Frontpage | Briefing 83 | Wirtschaft, Energie, Gas, Winter
„‘Es besteht kein Zweifel, dass der Preis die Mühe wert ist. Ein Erfolg, wie lange er auch immer dauern mag, wäre von großer Bedeutung‘. Robin Grimes, Professor für Materialphysik am Imperial College“
Das obige Zitat befasst sich nicht mit der bahnbrechenden Ankunft des ersten schwimmenden LNG-Terminals in Deutschland. Es ist auch kein Kommentar zu Klaus Müllers immer neuen Gas-Sparappellen an die Menschen in Deutschland. Vielmehr geht es um die wissenschaftliche Schlagzeile der Woche, vermutlich des Jahres: Durchbruch bei der Kernfusion: Ist das jetzt die Energiequelle der Zukunft? (rnd.de)

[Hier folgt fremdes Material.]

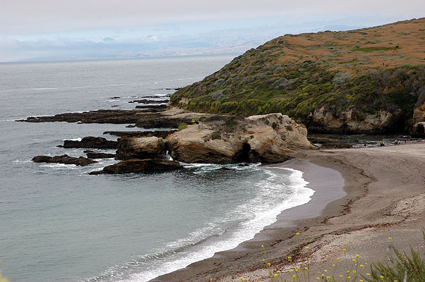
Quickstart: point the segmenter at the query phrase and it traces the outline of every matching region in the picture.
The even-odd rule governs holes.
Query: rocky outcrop
[[[425,121],[414,124],[411,135],[413,137],[425,137]]]
[[[152,110],[153,111],[154,110]],[[66,121],[81,123],[135,123],[144,128],[177,128],[181,123],[191,123],[192,121],[210,115],[189,113],[184,110],[172,109],[162,112],[148,112],[143,110],[98,110],[84,113],[61,114],[52,116],[29,117],[25,121],[30,123]]]
[[[118,141],[107,140],[102,137],[85,137],[81,141],[65,140],[64,148],[95,148],[95,149],[117,149]]]
[[[155,110],[164,110],[167,109],[167,105],[140,105],[136,106],[136,109],[155,109]]]
[[[309,116],[307,128],[315,133],[343,134],[383,134],[403,130],[405,121],[400,111],[389,113],[359,114],[353,110],[343,111],[335,116],[324,106]]]
[[[85,158],[84,157],[74,158],[73,157],[69,157],[67,154],[54,157],[37,156],[32,158],[32,161],[35,163],[56,163],[64,164],[75,164],[81,166],[88,166],[89,164],[95,164],[97,162],[92,159]]]
[[[94,152],[90,150],[85,150],[84,153],[87,155],[88,159],[108,159],[108,158],[114,158],[115,154],[107,154],[107,153],[100,153],[99,152]]]
[[[54,116],[30,116],[25,120],[29,123],[44,123],[54,121],[66,121],[67,123],[135,123],[138,120],[138,110],[97,110],[85,111],[83,113],[66,113]]]
[[[130,101],[128,103],[139,103],[139,104],[164,104],[168,103],[169,100],[148,100],[147,99],[142,99],[141,100],[133,100]]]
[[[425,137],[425,103],[413,111],[413,125],[410,134],[415,137]]]
[[[151,137],[155,136],[165,138],[170,134],[177,131],[175,129],[170,130],[155,130],[155,131],[105,131],[103,134],[110,134],[114,136],[133,136],[133,137]]]
[[[123,137],[119,140],[116,159],[165,159],[166,152],[162,138]]]
[[[105,166],[102,171],[92,171],[89,174],[121,174],[150,171],[169,171],[181,168],[181,166],[178,161],[165,159],[129,159]]]
[[[307,130],[287,116],[214,116],[168,136],[174,159],[188,163],[278,163],[294,148],[313,148]]]

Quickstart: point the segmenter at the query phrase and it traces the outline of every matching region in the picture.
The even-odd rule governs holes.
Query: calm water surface
[[[89,176],[36,155],[126,125],[13,121],[30,116],[133,109],[144,96],[203,78],[229,56],[0,64],[0,269],[14,282],[145,281],[230,249],[309,200],[299,171],[186,164],[179,171]],[[119,97],[119,99],[111,99]],[[118,106],[112,108],[112,106]],[[140,130],[135,129],[135,130]],[[103,152],[111,152],[103,150]]]

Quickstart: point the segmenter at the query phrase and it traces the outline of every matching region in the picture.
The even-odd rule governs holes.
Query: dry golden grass
[[[425,63],[425,18],[344,32],[287,35],[277,63],[323,61],[329,71],[361,73]]]

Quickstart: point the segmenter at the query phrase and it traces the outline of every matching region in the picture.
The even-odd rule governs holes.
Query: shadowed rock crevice
[[[250,161],[249,154],[251,152],[251,145],[249,143],[242,145],[242,149],[238,152],[234,157],[234,161],[237,163],[247,163]]]

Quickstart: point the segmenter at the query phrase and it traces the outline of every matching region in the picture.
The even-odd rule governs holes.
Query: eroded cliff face
[[[406,121],[400,110],[363,114],[346,110],[340,116],[335,116],[323,106],[309,116],[306,123],[311,132],[373,135],[394,132],[397,128],[403,131]]]
[[[294,148],[313,148],[307,130],[287,116],[215,116],[168,136],[174,159],[187,163],[279,163]]]

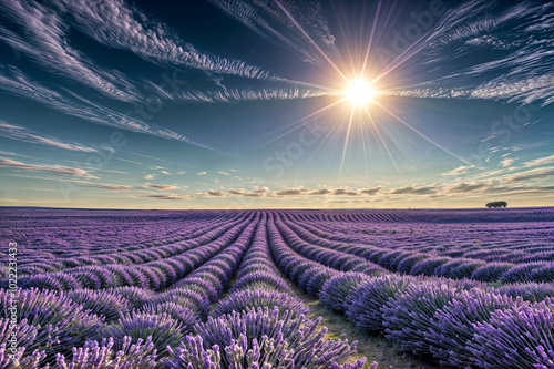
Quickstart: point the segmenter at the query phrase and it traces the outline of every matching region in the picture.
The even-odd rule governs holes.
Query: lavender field
[[[296,287],[428,362],[554,367],[552,209],[1,214],[0,368],[368,368]]]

Und damit gleich zu einem betrüblichen Dämpfer für die älteren Generationen: Sie werden den kommerziellen Einsatz der Kernfusion als Energiequelle nicht mehr erleben. Zumindest dann nicht, wenn nicht weitere, sensationell günstige Faktoren entdeckt werden, die deren Nutzung beschleunigen. Immerhin, ein wichtiger Schritt ist gelungen, nämlich, Nettoenergie per Kernfusion zu erzeugen.
Auch die neue Energiequelle, die alle Probleme lösen könnte (die wenigen, die dann noch bestehen, weil wir bis zur kommerziellen Verwertbarkeit der Kernfusion längst überwiegend Windkraft und Solarenergie haben) ist umwelttechnisch nicht ganz unproblematisch, heißt es im RND-Check zum Thema.
Aber kein Vergleich zur Kernkraft mit Kernspaltung. Das gilt insbesondere für das größte Problem, das Risiko eines GAU, wie wir ihn immerhin schon mehrmals gesehen haben. Der Zeitpunkt, ab dem die kommerzielle Verwertbarkeit gegeben ist, wird aber auch davon abhängen, wie sich der Einsatz anderer Energiequellen entwickelt. Teure Energie ist auf jeden Fall dann kommerziell lohnend, wenn es ansonsten gar keine mehr in ausreichendem Maße gäbe. Also baut endlich die Erneuerbaren aus oder lobbyiert jeden Tag dafür, wenn ihr auf Dauer und gänzlich verhindern wollt, dass die Kraft der Atome doch noch irgendwie zurückkehrt.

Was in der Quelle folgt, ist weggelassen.